Re: Killfiling, anyone?

David Champion Thu, 09 Aug 2012 11:24:24 -0700

* On 25 Jul 2012, John Long wrote: 
> Guys, what are you using for killfiling/mail filtering?


This isn't exactly what you're looking for since you want it filtered
pre-download, but it's perhaps something worth thinking about.  I've
been meaning to post it for years but never got around to it, so I
finally made time for this topic.

Background: I use procmail pretty heavily for delivery filtering,
because I know of nothing else with its power.  However I absolutely
loathe Procmail's performance and configuration syntax.  It's OK for the
kind of programmatic filtering I use it for, but less OK for the very
narrowly-scoped filtering that killfiling implies.  I should be able to
add a very simple expression to a file and go, without banging around in
procmail's bizarre notation, external programs to extract content, etc.

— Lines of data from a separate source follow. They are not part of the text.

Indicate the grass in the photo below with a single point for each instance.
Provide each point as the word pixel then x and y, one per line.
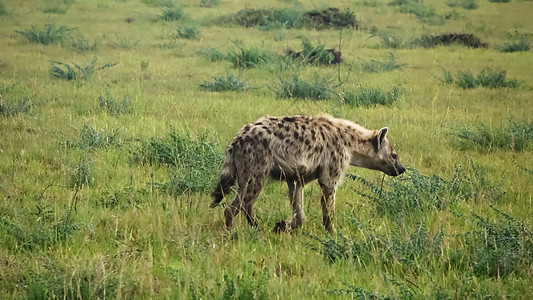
pixel 105 182
pixel 50 34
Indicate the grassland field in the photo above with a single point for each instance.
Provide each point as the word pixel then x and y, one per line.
pixel 105 175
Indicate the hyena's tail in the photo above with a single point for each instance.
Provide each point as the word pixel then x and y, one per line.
pixel 227 179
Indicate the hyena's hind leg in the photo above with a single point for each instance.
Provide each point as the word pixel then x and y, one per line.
pixel 297 204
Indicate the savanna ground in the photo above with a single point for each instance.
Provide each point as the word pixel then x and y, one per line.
pixel 107 165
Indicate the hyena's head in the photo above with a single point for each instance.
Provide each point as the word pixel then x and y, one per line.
pixel 383 157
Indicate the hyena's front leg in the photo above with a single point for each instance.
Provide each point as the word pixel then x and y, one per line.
pixel 297 204
pixel 328 206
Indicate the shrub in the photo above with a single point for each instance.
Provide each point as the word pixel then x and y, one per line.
pixel 222 84
pixel 209 3
pixel 320 88
pixel 212 54
pixel 172 13
pixel 249 58
pixel 49 35
pixel 375 66
pixel 372 96
pixel 188 32
pixel 317 55
pixel 194 163
pixel 81 44
pixel 517 135
pixel 519 42
pixel 65 71
pixel 114 107
pixel 9 107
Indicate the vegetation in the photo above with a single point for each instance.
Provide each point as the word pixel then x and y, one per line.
pixel 107 164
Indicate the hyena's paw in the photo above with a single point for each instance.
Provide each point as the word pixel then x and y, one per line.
pixel 282 226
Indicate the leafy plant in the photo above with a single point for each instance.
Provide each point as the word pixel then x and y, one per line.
pixel 65 71
pixel 375 66
pixel 114 107
pixel 172 13
pixel 249 58
pixel 517 135
pixel 320 88
pixel 221 84
pixel 193 163
pixel 519 42
pixel 372 96
pixel 188 32
pixel 10 107
pixel 50 34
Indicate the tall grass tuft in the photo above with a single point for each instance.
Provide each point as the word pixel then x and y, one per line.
pixel 249 58
pixel 517 136
pixel 10 107
pixel 320 88
pixel 518 42
pixel 65 71
pixel 193 162
pixel 222 84
pixel 50 34
pixel 367 97
pixel 375 66
pixel 172 13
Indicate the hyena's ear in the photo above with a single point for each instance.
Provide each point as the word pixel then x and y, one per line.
pixel 380 137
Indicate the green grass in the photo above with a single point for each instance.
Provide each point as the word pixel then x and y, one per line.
pixel 105 182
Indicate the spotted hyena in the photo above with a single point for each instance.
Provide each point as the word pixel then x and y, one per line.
pixel 297 150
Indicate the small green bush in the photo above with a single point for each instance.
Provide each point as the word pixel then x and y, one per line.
pixel 65 71
pixel 519 42
pixel 193 162
pixel 49 35
pixel 375 66
pixel 114 107
pixel 249 58
pixel 212 54
pixel 172 13
pixel 320 88
pixel 222 84
pixel 189 32
pixel 210 3
pixel 10 107
pixel 517 135
pixel 81 44
pixel 367 97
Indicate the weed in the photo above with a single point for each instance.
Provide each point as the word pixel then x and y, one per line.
pixel 114 107
pixel 517 136
pixel 65 71
pixel 466 4
pixel 415 193
pixel 320 88
pixel 122 43
pixel 375 66
pixel 367 97
pixel 49 35
pixel 519 42
pixel 194 162
pixel 389 40
pixel 316 55
pixel 209 3
pixel 249 58
pixel 188 32
pixel 81 44
pixel 9 107
pixel 212 54
pixel 468 40
pixel 222 84
pixel 172 13
pixel 424 14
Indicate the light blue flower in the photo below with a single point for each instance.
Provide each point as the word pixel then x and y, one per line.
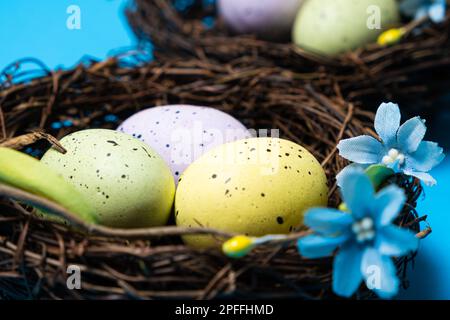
pixel 418 9
pixel 401 148
pixel 365 237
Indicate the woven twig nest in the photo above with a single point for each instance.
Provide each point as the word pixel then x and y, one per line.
pixel 411 72
pixel 154 263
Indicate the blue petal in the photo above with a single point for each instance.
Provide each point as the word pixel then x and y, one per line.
pixel 410 134
pixel 349 168
pixel 357 192
pixel 396 242
pixel 388 204
pixel 328 221
pixel 347 269
pixel 387 122
pixel 315 246
pixel 380 273
pixel 437 12
pixel 422 176
pixel 362 149
pixel 427 156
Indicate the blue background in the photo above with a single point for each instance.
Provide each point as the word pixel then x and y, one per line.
pixel 38 29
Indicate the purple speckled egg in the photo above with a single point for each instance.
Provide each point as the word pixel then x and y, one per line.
pixel 182 133
pixel 270 19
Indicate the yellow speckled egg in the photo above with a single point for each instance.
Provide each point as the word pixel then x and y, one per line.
pixel 253 186
pixel 332 27
pixel 127 183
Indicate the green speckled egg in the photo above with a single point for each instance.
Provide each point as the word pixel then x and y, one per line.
pixel 253 186
pixel 333 27
pixel 127 183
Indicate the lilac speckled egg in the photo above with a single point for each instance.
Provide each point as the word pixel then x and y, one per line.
pixel 270 19
pixel 182 133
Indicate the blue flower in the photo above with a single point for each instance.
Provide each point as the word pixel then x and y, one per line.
pixel 366 237
pixel 418 9
pixel 401 148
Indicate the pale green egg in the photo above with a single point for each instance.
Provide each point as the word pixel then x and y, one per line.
pixel 123 179
pixel 253 187
pixel 332 27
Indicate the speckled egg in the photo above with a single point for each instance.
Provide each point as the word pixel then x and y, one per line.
pixel 269 19
pixel 254 186
pixel 127 182
pixel 182 133
pixel 332 27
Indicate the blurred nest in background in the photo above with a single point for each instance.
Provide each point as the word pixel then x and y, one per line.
pixel 34 254
pixel 413 72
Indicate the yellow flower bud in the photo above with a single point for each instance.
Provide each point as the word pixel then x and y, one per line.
pixel 390 37
pixel 238 246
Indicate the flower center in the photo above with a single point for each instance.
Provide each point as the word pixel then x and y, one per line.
pixel 394 156
pixel 364 229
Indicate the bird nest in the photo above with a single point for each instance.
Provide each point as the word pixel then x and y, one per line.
pixel 411 72
pixel 38 109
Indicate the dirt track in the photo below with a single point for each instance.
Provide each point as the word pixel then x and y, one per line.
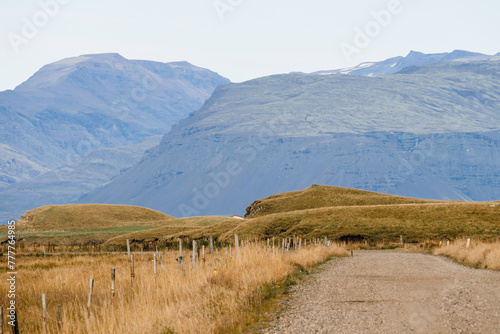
pixel 392 292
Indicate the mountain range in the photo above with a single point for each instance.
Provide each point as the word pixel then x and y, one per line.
pixel 430 131
pixel 424 125
pixel 80 121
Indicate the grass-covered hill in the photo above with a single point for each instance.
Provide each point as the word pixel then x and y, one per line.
pixel 318 196
pixel 84 222
pixel 318 211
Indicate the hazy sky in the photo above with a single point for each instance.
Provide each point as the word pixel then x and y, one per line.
pixel 240 39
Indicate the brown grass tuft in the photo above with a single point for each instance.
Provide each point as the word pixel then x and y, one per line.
pixel 178 300
pixel 479 254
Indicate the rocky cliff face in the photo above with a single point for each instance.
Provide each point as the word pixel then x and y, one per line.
pixel 73 108
pixel 430 132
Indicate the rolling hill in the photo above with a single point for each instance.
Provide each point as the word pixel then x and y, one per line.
pixel 67 224
pixel 315 212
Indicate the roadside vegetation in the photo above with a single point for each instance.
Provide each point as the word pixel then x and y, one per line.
pixel 484 255
pixel 217 295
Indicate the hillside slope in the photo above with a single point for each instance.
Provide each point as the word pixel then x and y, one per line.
pixel 433 133
pixel 318 196
pixel 74 107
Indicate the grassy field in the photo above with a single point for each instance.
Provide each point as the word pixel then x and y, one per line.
pixel 341 214
pixel 187 299
pixel 81 223
pixel 478 254
pixel 318 196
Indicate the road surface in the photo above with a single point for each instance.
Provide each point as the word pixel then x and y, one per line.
pixel 392 292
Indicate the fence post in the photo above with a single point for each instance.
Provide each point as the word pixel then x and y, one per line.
pixel 113 286
pixel 44 313
pixel 15 330
pixel 89 299
pixel 195 253
pixel 132 271
pixel 154 264
pixel 59 317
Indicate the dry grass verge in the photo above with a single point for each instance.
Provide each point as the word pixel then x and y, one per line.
pixel 479 254
pixel 178 300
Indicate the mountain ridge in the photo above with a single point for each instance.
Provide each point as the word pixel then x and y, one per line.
pixel 419 134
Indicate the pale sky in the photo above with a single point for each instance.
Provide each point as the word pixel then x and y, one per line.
pixel 245 39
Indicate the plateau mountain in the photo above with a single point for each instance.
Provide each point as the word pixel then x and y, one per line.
pixel 430 131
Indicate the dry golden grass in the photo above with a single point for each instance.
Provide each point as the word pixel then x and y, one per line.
pixel 80 223
pixel 178 300
pixel 318 196
pixel 479 254
pixel 341 214
pixel 81 217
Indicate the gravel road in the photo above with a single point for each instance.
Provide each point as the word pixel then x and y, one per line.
pixel 392 292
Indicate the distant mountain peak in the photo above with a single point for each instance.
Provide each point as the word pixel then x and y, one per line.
pixel 413 58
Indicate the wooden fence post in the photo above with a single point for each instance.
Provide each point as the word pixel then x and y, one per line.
pixel 15 330
pixel 59 317
pixel 113 283
pixel 161 261
pixel 132 271
pixel 44 313
pixel 154 264
pixel 195 254
pixel 89 299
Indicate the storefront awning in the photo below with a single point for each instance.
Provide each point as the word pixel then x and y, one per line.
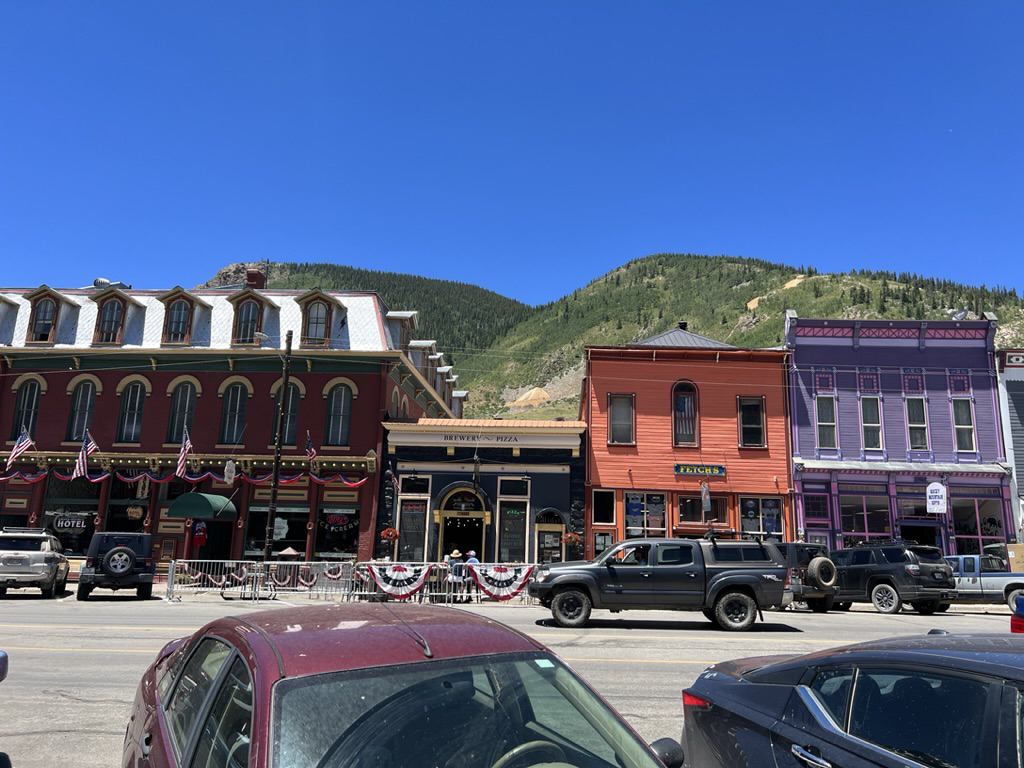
pixel 203 507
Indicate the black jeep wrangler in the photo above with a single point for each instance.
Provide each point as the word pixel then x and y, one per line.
pixel 728 581
pixel 118 561
pixel 890 572
pixel 812 574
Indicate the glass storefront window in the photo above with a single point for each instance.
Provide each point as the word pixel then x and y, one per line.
pixel 761 516
pixel 337 534
pixel 865 514
pixel 644 515
pixel 412 530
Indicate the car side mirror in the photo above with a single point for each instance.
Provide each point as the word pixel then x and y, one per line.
pixel 669 751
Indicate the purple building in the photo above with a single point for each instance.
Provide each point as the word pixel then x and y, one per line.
pixel 896 432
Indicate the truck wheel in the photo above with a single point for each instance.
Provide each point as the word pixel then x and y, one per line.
pixel 570 608
pixel 886 599
pixel 821 570
pixel 820 604
pixel 735 610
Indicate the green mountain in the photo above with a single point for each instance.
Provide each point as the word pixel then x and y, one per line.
pixel 506 351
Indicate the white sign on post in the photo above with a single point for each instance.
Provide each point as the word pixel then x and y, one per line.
pixel 936 496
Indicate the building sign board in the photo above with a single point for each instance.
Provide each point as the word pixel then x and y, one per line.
pixel 936 496
pixel 701 470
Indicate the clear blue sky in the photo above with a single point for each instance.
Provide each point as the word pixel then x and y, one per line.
pixel 525 146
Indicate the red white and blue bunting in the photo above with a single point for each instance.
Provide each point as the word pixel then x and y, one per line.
pixel 500 582
pixel 209 475
pixel 398 580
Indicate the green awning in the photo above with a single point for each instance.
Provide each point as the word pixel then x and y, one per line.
pixel 203 507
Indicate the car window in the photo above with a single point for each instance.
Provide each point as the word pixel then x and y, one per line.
pixel 466 712
pixel 929 717
pixel 194 686
pixel 894 554
pixel 832 688
pixel 674 555
pixel 928 554
pixel 223 741
pixel 860 557
pixel 22 545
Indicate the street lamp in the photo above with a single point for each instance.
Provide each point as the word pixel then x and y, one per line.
pixel 275 472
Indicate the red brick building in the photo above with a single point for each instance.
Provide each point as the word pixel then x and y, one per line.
pixel 135 369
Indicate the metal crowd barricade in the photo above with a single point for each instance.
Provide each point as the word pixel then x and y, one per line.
pixel 342 581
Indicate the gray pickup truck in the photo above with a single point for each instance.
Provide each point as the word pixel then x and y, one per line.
pixel 728 581
pixel 985 579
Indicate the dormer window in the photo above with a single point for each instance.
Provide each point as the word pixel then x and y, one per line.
pixel 315 326
pixel 177 325
pixel 44 321
pixel 247 322
pixel 111 322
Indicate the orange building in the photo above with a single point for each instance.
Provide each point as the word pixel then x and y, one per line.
pixel 685 434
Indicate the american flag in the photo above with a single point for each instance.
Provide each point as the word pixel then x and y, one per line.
pixel 82 463
pixel 24 443
pixel 183 454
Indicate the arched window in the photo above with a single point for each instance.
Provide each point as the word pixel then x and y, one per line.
pixel 232 422
pixel 176 331
pixel 44 316
pixel 111 315
pixel 26 409
pixel 132 402
pixel 684 410
pixel 248 323
pixel 339 414
pixel 82 401
pixel 290 425
pixel 315 332
pixel 182 411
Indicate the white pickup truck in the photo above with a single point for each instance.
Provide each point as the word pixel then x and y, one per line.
pixel 985 579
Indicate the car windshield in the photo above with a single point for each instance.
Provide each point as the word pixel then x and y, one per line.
pixel 22 545
pixel 928 554
pixel 459 713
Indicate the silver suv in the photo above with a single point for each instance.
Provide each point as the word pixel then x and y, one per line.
pixel 32 557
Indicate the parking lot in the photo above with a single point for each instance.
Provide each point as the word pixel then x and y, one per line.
pixel 75 666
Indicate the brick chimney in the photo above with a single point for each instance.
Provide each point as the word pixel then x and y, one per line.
pixel 255 280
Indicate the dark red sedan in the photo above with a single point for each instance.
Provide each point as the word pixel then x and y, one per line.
pixel 361 685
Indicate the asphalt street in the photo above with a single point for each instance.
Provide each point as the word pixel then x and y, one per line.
pixel 75 666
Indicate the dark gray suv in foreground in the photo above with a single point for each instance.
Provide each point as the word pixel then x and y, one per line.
pixel 118 561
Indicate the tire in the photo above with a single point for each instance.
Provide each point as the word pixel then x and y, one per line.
pixel 119 561
pixel 822 571
pixel 886 599
pixel 570 608
pixel 820 604
pixel 735 611
pixel 1012 598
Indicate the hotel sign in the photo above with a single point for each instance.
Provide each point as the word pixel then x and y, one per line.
pixel 700 470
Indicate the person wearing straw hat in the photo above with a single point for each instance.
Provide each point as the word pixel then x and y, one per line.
pixel 455 577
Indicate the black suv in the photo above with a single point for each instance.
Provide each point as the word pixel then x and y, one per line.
pixel 118 561
pixel 812 574
pixel 727 581
pixel 889 573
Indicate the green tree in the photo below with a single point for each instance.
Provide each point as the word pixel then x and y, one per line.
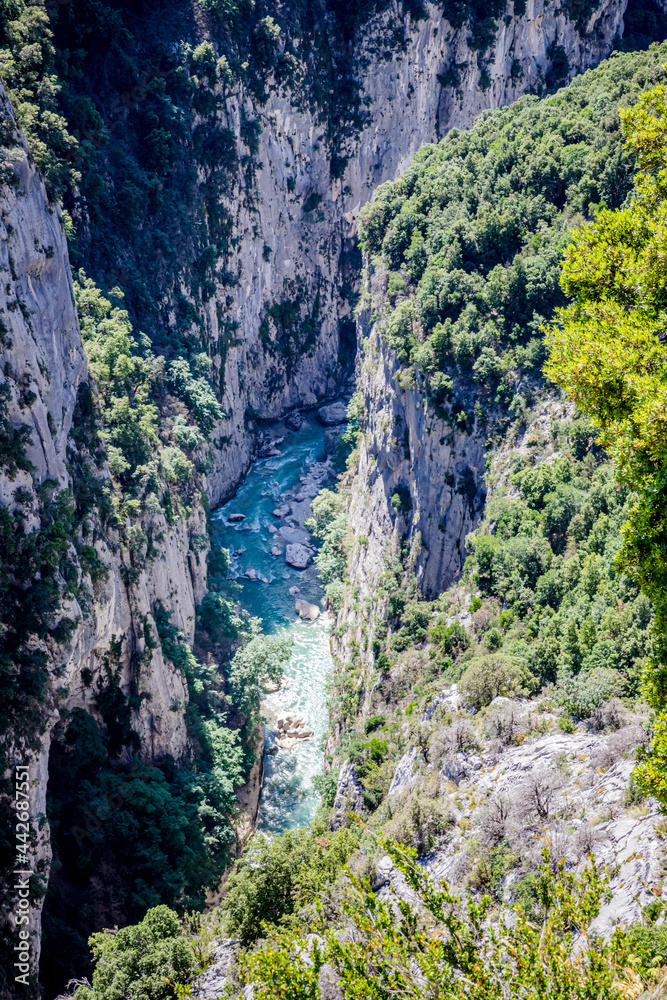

(I was never very interested in Sieve for my needs, which include a
lot of content filtering, not just sorting.  I don't want to get into
details, but it may be worth another look now that it's been 12 years
since I first looked at it.)

Stage 1: I decided I would do my killfiling in mutt, using mutt's
pattern expressions for simplicity and flexibility.  First I wrote a
simple shell script that generates mutt commands based on a 'killfile'
that contains simple mutt patterns -- e.g.:

    ~s '^Output from .cron. command'
    ~y mutt      ~s 'Design choices'
    ~t root@     ~s 'logwatch'
    ~y mailman   ~s '^.rt \#[0-9]+. List ([^ ]+) creation request'

I run this with a macro:
    macro index \;j "<enter-command>source 'mutt-killfile |'<enter>" "Delete 
junk mail."

So whenever I want to run the killfile I press ;j, and that tags all such
messages.  I eyeball the results and tag-delete.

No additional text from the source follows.